What Larkin’s poem teaches me is that paradoxically, it’s calming and empowering, if not immediately then in time, to stop pretending, face the truth and live in the light of it. This is the theme of Kathryn Mannix’ outstanding book With the End in Mind: dying, death and wisdom in an age of denial. I read it before I’d ever heard of Coronavirus (but knowing that I would soon reach my allotted three score years and ten). She is a consultant in palliative care who has found in her work with the terminally ill, dying and bereaved that when we acknowledge our mortality and are able to speak about death, we not only prepare ourselves to die well, but also find that we live more fulfilled lives as a result. This is precisely the theme of the great classics of seventeenth century Anglican spirituality, Bishop Jeremy Taylor’s Holy Living and Holy Dying. Perhaps one of the positives to come out of this crisis is that we are being urged to think realistically about dying, name it and talk about it with those who are closest to us. This means that if we were to succumb to the virus, we would die having said what we needed to say and made what practical arrangements were necessary. (To their credit, William Collins, publisher of Dr Mannix’ book, has made it available as a free e-book for the next few days. Follow the link.)
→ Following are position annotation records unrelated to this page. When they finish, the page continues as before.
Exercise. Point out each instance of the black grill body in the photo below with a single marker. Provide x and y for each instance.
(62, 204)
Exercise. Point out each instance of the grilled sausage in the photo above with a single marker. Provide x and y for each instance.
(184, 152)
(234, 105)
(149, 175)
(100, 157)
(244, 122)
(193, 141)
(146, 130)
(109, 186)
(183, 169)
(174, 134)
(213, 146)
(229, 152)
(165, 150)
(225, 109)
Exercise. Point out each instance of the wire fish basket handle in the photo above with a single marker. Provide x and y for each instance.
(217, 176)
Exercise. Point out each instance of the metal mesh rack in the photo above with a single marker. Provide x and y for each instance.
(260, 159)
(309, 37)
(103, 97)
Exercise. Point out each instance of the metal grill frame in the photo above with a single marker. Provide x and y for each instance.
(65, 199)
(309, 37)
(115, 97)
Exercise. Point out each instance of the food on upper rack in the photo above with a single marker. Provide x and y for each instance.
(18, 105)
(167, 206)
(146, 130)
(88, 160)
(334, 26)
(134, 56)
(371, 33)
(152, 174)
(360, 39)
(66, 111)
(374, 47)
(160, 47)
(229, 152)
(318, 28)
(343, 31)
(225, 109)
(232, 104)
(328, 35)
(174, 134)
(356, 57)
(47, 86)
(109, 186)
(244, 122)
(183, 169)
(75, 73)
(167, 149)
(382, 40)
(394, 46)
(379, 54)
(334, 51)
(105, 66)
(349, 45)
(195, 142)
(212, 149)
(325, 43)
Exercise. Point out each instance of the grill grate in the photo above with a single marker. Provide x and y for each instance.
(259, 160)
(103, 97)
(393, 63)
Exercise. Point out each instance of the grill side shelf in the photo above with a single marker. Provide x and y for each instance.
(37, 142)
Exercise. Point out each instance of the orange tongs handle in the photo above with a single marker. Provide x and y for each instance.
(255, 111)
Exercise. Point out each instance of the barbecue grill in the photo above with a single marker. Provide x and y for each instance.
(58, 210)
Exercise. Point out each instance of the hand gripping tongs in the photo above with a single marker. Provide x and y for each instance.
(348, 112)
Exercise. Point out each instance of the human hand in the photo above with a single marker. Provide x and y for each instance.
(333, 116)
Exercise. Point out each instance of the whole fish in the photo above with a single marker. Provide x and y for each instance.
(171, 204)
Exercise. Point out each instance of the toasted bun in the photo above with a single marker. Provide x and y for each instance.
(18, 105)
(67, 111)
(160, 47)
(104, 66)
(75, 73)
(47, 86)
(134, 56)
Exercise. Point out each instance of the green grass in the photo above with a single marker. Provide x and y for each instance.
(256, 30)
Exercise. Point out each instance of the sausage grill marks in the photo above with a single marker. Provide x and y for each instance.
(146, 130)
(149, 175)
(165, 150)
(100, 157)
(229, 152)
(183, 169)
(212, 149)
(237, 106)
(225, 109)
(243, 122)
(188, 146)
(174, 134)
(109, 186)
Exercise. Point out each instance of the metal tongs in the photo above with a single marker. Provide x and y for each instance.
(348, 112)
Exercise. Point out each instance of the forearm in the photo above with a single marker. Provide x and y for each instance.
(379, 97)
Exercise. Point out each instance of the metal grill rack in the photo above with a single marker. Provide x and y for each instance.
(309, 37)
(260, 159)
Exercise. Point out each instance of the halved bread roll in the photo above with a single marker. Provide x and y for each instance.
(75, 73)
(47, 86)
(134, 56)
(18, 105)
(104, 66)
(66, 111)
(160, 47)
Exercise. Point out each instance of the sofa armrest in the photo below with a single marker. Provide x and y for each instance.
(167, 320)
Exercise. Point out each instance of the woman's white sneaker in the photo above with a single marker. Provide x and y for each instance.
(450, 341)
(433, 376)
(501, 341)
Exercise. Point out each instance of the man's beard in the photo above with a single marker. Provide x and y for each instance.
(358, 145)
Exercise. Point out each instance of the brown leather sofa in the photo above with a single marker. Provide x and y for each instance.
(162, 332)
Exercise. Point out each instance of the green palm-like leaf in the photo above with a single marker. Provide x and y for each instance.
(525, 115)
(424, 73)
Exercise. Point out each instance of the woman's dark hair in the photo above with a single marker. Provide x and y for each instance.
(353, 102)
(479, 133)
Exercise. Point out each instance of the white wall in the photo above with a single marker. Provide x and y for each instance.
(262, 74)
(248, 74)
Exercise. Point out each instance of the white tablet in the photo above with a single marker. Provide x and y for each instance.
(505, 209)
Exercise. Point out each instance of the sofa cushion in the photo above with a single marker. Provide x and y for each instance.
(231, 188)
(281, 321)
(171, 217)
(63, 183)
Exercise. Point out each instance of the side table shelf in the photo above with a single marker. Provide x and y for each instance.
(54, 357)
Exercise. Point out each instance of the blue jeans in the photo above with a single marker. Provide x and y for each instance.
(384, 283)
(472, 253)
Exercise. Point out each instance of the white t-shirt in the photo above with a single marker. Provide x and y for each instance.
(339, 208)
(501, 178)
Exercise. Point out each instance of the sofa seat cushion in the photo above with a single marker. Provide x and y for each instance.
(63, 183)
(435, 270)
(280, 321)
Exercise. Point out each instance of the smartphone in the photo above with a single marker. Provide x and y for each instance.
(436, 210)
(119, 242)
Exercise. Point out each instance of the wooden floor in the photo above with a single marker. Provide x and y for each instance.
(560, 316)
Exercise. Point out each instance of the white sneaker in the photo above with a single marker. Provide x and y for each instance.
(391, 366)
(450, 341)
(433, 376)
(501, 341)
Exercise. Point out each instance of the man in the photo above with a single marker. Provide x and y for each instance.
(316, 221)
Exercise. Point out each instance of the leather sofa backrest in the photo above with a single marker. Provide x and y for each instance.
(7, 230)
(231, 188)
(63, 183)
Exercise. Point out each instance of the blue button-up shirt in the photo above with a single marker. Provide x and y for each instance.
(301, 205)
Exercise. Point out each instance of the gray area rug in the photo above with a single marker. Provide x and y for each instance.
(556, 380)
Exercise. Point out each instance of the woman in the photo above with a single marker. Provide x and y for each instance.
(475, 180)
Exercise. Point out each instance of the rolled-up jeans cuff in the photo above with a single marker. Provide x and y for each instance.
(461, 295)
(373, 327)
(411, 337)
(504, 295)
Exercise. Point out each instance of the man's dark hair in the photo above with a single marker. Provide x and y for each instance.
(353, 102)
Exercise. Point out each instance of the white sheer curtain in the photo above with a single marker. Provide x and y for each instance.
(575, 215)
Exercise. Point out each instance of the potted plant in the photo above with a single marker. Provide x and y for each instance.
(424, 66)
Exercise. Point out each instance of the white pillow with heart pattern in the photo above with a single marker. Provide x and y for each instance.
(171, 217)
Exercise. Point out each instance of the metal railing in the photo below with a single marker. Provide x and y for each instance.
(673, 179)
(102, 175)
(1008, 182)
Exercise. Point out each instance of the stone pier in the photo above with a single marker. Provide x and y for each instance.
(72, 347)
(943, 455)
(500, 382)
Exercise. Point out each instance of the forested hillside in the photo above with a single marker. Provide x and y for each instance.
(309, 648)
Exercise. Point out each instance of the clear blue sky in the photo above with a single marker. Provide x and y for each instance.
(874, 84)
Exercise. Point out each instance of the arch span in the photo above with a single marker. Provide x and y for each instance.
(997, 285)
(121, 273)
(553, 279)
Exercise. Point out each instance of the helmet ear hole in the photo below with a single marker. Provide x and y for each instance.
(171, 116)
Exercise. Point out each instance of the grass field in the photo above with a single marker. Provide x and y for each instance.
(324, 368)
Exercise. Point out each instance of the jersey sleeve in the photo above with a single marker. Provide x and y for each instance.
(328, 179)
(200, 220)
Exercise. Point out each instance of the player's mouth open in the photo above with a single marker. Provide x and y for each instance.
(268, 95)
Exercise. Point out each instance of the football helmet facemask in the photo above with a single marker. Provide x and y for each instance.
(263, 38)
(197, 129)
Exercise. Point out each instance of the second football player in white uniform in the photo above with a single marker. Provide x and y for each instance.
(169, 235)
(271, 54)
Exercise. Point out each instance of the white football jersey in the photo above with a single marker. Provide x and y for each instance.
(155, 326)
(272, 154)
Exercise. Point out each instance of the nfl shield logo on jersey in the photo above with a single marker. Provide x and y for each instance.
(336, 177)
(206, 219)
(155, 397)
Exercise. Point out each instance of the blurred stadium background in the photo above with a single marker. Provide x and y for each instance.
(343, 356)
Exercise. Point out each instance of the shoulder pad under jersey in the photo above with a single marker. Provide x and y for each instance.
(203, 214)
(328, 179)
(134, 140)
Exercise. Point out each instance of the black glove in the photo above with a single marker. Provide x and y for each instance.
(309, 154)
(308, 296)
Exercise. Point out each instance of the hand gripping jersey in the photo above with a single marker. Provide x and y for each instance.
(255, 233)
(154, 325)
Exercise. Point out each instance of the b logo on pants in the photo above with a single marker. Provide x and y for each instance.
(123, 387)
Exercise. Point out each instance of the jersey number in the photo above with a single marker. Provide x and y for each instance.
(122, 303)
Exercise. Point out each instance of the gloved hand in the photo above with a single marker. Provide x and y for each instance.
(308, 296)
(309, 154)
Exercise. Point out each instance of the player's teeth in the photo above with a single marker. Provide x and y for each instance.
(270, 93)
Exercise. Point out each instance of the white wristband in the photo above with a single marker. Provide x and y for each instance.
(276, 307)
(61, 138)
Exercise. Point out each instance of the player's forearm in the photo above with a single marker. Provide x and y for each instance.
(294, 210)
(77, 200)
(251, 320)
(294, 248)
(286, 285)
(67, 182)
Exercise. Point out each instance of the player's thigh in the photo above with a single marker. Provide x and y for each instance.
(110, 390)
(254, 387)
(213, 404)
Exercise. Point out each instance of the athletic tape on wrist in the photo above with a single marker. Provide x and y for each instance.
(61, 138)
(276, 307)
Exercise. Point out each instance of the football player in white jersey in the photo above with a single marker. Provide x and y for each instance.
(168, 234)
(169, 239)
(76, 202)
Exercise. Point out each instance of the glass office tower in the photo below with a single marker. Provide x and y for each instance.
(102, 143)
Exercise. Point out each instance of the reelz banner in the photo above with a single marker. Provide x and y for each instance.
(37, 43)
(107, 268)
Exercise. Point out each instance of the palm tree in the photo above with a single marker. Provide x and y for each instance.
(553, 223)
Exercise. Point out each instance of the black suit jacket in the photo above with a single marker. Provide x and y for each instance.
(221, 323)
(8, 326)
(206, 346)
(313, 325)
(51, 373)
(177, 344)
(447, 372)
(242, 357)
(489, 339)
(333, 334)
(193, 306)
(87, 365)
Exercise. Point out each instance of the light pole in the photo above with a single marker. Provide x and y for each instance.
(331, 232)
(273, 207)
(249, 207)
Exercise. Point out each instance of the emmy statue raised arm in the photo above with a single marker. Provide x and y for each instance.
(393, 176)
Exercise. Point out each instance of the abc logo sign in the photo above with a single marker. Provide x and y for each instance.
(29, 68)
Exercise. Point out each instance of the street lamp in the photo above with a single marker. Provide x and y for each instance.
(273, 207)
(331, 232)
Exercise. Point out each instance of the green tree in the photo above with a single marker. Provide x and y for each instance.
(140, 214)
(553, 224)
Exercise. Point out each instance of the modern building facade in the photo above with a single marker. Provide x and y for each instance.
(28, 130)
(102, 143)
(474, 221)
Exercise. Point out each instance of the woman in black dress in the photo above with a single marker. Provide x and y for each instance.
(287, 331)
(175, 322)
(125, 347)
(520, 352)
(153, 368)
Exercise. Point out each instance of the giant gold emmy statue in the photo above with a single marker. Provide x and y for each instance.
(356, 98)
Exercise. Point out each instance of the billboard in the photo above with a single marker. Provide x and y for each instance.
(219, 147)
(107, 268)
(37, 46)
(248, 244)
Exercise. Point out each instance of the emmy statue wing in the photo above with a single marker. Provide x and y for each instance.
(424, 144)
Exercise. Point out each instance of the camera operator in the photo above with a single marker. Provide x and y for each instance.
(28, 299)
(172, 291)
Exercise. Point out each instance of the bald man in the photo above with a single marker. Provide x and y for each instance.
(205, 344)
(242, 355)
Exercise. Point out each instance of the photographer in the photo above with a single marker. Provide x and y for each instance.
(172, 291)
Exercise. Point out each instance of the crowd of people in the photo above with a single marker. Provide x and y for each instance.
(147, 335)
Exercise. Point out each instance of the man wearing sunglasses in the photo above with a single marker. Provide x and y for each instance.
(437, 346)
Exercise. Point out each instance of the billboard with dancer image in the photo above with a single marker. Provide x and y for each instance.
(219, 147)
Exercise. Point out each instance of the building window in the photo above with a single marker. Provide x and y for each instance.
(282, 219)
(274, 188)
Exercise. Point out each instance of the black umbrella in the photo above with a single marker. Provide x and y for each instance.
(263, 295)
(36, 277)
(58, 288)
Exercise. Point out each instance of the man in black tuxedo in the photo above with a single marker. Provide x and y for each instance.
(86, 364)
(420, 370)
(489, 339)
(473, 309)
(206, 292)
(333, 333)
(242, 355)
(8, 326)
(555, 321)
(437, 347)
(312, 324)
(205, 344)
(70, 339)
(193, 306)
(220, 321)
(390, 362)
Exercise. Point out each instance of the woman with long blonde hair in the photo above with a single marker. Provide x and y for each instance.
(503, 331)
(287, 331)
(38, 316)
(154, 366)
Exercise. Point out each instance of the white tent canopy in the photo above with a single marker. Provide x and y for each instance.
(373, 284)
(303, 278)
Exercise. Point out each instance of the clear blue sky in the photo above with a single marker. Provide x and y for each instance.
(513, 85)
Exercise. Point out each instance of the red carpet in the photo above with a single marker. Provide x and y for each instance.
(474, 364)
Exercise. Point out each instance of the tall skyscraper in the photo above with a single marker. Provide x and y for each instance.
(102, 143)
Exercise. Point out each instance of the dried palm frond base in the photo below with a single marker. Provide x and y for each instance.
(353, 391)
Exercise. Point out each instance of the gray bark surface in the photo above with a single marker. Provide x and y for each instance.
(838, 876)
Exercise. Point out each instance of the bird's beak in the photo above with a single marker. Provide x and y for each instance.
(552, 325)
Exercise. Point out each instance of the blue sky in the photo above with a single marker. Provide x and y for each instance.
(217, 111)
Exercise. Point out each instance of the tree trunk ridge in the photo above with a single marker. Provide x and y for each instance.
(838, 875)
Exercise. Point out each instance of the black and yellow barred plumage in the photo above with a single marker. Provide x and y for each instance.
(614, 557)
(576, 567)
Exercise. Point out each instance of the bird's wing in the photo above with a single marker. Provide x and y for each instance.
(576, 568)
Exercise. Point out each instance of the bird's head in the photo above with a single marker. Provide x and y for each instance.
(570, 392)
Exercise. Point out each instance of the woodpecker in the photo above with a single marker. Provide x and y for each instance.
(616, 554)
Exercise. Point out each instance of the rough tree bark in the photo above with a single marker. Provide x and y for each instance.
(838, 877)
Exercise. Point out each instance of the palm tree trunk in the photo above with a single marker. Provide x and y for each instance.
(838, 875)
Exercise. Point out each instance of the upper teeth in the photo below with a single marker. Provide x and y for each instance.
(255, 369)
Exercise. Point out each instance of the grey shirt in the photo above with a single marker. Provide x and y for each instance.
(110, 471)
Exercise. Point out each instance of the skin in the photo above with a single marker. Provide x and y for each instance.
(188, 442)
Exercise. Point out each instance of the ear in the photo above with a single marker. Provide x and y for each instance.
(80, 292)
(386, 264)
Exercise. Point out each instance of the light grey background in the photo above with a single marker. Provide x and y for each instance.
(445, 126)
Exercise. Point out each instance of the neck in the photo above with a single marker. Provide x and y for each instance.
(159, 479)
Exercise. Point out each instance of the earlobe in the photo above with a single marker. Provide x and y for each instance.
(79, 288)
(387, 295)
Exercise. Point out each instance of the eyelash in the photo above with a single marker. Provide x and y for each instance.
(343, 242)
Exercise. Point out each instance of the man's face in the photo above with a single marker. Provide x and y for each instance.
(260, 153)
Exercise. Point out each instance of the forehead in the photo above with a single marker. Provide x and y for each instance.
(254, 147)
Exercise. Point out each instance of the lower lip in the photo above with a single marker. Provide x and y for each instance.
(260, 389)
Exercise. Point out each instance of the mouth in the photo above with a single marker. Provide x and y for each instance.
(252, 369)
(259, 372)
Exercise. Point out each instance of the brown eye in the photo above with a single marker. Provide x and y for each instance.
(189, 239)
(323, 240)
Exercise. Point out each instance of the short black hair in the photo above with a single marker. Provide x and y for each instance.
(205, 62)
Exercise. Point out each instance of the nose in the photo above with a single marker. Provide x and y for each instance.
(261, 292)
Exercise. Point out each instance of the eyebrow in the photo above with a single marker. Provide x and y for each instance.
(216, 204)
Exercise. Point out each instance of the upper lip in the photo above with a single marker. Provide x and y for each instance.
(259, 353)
Of course Holy Week is about a lot more than our own mortality. These coming ‘days of awe’ celebrate nothing less than the redemption of the world through the cross and resurrection of Jesus. This Great Week transforms everything. This includes our own personal view of life, what we value, what we aspire to, how we are going to live. And how we hope to die. This year, as we observe Holy Week in isolation from one another and in anxiety about what the future may hold, it would be strange if we did not see in the lonely vulnerable Sufferer on his Via Dolorosa an image of us all, strange if we did not hear his cry ‘let this cup pass from me’ as ours, not only for ourselves but for these we love and for all who are suffering in these terrible days. And yes, even his ‘my God, my God, why have you forsaken me?’
The days of Holy Week were terrible for Jesus too. Which is why, paradoxically, they can bring reassurance, comfort and hope. Where we are travelling in fear, desolation and sorrow he has been, and in an important sense, still walks and always will. Could it be that this year, because of the unique context we find ourselves in, we hear these familiar stories as if for the first time? Could they come alive for us in new ways in our aloneness, our fear, our loss? Could they help us to live better and trust that we shall die better when the time comes? In the last few days Sister Catherine Wybourne, the ‘Digital Nun’, has written a blog that I find profoundly moving. She has decided not to undergo a course of chemotherapy for her terminal cancer, which would now be ‘treatment of last resort’. She asks what it might mean to die at a time like this.
But what about dying itself? We all have our own views on that. The chances are that, in common with many others, if I die in the next few months, I shall die without the sacraments. I cannot easily express what that means to me, but if that should be my lot, I know that it is one I will share with many others, including many great saints. Can it really be so lonely to tread a path many have travelled before? I don’t know. What I do know is that whether I die alone or with someone watching at my bedside, with the sacraments or without, I shall be surrounded by the prayers of the great cloud of witnesses, living and dead, who make up the communion of saints. So, surely, it will not be so lonely after all.
Sister Catherine inspires me this Palm Sunday as I begin the Holy Week journey towards Easter. We can’t know what lies on the other side. It’s a case of ‘one step enough for me’. It always is. But as we take up the cross today we may perhaps find to our surprise that its yoke is easy and its burden light - or at least, a little lighter and a little easier than we had imagined. The Palm Sunday hymn sets the tone in which we must ride on ‘with the end in mind’ - both to die and to live:
Bow thy meek head to mortal pain,
Then take, O God, thy power, and reign!